Cerca de 230 cientistas e conservacionistas escreveram uma carta ao governo federal apontando os vários prejuízos que o despejo dos resíduos da dragagem causará. “O sedimento da dragagem pode sufocar corais e gramas do mar e expô-los a toxinas.”
Quem também não está nada contente com a situação é o setor turístico, que atualmente atrai US$ 6 bilhões por ano com a Grande Barreira de Corais. O setor acusa a GBRMPA de ceder a interesses políticos com a decisão, e ameaçou inclusive entrar com um processo contra o despejo. Representantes da categoria pedem que a liderança da GBRMPA seja mudada.
“A liderança da Autoridade precisa ser substituída. Se eles não fizerem seu trabalho de preservar o meio ambiente, então eles devem ter pessoas que o façam. Esses caras estão apenas favorecendo os políticos. A GBRMPA deveria fazer o que realmente é paga para fazer – que é proporcionar a proteção e conservação do recife”, declarou Colin McKenzie, presidente da Associação de Operadores Turísticos de Parques Marinhos.
Infelizmente, as reclamações não parecem ter feito o governo mudar de ideia, e o projeto segue em frente. A única esperança é que a Organização das Nações Unidas para a Educação, a Ciência e a Cultura (UNESCO) declare em novembro que a Grande Barreira de Coral, que já é considerada Patrimônio Marinho da Humanidade, está em perigo. O próximo encontro da UNESCO está agendado para Junho, no Qatar, onde os responsáveis votarão essa possibilidade.
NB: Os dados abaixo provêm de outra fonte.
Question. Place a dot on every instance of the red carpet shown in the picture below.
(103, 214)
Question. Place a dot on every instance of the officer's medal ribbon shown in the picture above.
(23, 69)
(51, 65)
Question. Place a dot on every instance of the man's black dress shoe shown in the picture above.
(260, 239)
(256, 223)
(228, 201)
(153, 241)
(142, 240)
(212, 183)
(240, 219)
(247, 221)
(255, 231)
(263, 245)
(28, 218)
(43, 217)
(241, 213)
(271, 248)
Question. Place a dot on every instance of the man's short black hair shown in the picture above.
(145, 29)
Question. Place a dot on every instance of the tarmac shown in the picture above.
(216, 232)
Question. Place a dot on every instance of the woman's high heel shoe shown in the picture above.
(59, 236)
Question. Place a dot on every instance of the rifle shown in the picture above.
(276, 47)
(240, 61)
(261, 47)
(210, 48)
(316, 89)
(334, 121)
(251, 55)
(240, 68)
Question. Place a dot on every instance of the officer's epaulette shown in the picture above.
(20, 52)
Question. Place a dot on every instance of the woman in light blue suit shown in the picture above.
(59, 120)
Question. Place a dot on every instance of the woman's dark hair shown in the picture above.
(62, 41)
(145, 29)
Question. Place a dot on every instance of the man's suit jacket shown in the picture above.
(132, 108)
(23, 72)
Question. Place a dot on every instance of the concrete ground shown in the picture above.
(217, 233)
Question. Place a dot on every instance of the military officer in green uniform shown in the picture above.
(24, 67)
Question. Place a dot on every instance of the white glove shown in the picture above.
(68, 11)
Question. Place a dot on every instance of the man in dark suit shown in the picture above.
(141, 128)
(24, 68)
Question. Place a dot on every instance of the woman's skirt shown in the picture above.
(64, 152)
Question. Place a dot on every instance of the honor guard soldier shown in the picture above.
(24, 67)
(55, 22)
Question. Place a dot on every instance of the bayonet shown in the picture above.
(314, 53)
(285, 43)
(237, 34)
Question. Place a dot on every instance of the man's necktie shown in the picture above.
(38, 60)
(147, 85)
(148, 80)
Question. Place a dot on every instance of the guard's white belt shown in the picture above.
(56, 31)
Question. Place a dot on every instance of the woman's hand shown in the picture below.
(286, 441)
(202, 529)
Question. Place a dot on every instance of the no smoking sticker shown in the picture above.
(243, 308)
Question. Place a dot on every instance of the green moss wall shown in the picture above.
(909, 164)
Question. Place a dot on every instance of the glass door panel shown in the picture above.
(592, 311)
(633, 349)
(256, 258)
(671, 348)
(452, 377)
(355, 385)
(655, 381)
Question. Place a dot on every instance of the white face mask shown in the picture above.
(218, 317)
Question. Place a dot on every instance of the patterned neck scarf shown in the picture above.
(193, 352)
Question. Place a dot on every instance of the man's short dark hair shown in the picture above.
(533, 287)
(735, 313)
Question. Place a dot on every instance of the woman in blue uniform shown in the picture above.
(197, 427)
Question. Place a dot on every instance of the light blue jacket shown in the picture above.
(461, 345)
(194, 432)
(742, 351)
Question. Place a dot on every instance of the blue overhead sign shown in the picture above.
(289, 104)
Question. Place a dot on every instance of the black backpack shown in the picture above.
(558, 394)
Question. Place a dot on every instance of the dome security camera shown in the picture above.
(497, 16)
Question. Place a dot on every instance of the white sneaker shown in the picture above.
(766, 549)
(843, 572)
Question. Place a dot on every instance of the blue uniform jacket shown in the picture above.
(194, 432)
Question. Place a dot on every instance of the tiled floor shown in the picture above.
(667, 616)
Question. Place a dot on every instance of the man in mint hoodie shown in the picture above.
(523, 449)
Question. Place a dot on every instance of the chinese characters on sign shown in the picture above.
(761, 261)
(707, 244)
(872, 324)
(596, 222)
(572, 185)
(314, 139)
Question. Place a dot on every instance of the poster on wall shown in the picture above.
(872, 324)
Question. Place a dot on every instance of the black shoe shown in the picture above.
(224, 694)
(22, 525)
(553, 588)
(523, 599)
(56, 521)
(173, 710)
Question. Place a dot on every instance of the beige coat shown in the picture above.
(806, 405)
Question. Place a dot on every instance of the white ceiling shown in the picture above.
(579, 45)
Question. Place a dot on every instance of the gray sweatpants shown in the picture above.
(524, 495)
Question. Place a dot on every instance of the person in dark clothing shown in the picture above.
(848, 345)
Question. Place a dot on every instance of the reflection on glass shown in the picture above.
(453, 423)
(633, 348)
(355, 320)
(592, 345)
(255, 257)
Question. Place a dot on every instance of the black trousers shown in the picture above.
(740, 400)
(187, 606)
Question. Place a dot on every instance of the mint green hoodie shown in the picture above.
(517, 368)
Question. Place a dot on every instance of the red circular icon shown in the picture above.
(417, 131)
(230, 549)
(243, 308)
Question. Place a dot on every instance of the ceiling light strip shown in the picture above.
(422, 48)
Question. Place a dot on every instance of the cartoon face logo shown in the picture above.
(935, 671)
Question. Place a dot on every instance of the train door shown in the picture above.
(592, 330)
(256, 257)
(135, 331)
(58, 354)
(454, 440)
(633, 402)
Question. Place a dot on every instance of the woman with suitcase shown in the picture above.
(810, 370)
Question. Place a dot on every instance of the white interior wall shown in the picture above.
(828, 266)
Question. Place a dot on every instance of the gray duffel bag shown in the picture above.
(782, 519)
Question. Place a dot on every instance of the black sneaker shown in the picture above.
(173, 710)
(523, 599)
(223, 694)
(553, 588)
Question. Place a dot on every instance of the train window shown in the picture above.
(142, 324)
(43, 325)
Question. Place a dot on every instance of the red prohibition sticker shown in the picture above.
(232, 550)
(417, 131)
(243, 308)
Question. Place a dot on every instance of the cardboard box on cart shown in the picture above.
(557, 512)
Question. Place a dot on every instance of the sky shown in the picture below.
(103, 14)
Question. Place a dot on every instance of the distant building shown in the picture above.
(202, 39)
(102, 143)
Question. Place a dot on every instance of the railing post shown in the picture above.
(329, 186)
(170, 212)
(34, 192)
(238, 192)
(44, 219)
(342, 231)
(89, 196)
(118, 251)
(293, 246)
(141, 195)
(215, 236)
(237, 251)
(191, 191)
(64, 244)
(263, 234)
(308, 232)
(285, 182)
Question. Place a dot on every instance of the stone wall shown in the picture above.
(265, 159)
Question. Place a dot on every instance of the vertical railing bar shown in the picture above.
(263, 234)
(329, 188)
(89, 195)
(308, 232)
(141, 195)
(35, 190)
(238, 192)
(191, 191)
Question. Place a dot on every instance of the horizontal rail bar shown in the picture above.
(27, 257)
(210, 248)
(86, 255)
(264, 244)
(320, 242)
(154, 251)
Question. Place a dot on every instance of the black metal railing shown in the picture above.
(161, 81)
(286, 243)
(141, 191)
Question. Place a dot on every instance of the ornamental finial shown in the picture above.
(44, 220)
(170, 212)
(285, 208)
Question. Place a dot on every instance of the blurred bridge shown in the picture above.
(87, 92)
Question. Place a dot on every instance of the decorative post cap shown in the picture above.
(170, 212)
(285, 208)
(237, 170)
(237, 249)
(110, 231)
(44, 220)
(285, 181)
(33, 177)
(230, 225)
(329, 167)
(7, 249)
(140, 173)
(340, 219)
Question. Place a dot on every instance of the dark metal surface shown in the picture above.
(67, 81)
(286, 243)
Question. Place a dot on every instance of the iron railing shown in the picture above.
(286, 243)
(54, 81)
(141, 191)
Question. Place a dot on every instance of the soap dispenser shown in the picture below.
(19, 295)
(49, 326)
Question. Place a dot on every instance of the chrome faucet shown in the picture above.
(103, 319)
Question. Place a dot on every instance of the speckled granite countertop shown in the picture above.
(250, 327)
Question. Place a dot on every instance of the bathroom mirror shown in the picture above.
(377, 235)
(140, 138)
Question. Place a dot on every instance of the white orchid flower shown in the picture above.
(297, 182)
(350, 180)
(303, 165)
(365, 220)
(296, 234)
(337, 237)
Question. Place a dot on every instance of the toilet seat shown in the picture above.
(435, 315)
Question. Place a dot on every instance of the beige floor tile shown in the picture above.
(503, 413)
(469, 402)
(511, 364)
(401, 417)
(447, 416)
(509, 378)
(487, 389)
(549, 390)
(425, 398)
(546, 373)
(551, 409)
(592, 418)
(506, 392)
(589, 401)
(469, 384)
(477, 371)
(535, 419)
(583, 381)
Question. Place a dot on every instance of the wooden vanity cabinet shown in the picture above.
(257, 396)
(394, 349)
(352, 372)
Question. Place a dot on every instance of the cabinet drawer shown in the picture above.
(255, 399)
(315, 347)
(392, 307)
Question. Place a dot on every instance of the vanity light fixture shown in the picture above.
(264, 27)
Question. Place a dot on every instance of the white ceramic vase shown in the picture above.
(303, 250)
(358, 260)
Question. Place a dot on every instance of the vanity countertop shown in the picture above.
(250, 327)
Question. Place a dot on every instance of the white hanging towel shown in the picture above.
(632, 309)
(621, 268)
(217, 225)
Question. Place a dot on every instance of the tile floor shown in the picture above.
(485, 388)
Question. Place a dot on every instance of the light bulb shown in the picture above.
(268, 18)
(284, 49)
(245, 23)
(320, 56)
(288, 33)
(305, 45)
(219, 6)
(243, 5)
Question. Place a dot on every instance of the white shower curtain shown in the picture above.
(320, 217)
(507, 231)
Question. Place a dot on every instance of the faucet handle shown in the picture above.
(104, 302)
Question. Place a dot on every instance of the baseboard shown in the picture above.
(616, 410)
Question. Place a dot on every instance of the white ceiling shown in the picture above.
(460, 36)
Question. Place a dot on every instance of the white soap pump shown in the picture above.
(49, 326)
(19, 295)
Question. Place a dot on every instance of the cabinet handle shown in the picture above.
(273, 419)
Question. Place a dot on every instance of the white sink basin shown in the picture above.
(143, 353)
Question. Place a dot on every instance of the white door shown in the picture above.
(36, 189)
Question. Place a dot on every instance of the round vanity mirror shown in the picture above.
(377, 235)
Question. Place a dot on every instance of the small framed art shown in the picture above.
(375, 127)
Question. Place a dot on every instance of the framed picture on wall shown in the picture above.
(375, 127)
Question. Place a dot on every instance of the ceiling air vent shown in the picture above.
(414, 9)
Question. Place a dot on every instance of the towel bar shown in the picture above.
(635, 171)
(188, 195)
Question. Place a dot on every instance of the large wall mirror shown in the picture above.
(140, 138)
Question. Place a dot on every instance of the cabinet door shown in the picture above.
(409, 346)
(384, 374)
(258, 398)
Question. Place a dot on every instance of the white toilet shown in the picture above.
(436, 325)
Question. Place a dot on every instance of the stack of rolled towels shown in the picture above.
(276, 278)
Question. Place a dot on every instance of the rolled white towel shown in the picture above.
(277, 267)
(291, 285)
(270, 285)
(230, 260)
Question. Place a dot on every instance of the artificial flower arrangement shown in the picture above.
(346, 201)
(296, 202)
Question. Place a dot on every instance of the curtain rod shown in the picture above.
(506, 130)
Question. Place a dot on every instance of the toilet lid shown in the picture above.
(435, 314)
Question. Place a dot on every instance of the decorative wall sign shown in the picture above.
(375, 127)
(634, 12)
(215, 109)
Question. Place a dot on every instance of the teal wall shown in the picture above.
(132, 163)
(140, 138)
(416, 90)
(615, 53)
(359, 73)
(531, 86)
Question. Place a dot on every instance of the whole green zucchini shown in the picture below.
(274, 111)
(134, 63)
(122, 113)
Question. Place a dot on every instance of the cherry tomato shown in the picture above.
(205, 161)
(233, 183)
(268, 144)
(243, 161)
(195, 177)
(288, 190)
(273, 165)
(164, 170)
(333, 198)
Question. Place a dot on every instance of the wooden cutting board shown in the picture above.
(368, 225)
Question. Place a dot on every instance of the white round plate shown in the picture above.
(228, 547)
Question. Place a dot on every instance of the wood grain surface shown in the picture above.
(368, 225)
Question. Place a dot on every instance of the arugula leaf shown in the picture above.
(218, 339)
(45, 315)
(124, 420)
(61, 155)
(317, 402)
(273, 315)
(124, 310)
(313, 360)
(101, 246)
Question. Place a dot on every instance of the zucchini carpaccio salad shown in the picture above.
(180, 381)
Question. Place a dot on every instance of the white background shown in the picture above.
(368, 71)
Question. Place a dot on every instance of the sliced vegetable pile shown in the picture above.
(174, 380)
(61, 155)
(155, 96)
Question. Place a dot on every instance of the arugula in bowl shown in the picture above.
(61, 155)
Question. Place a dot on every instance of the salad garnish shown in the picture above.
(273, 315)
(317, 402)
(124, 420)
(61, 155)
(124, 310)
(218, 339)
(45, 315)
Essa é apenas mais uma das ações antiambientais do governo australiano, comandado pelo primeiro-ministro conservador Tony Abbott. Abbott, que não acredita em mudanças climáticas provocadas pelo homem, e que classificou em setembro de 2013 as taxas cobradas para as emissões de dióxido de carbono e para as atividades de mineração como “socialismo mascarado de ambientalismo”, abandonando essas medidas.
A Austrália é o maior exportador de carvão do planeta, atendendo principalmente o mercado chinês.
* Publicado originalmente no site CarbonoBrasil.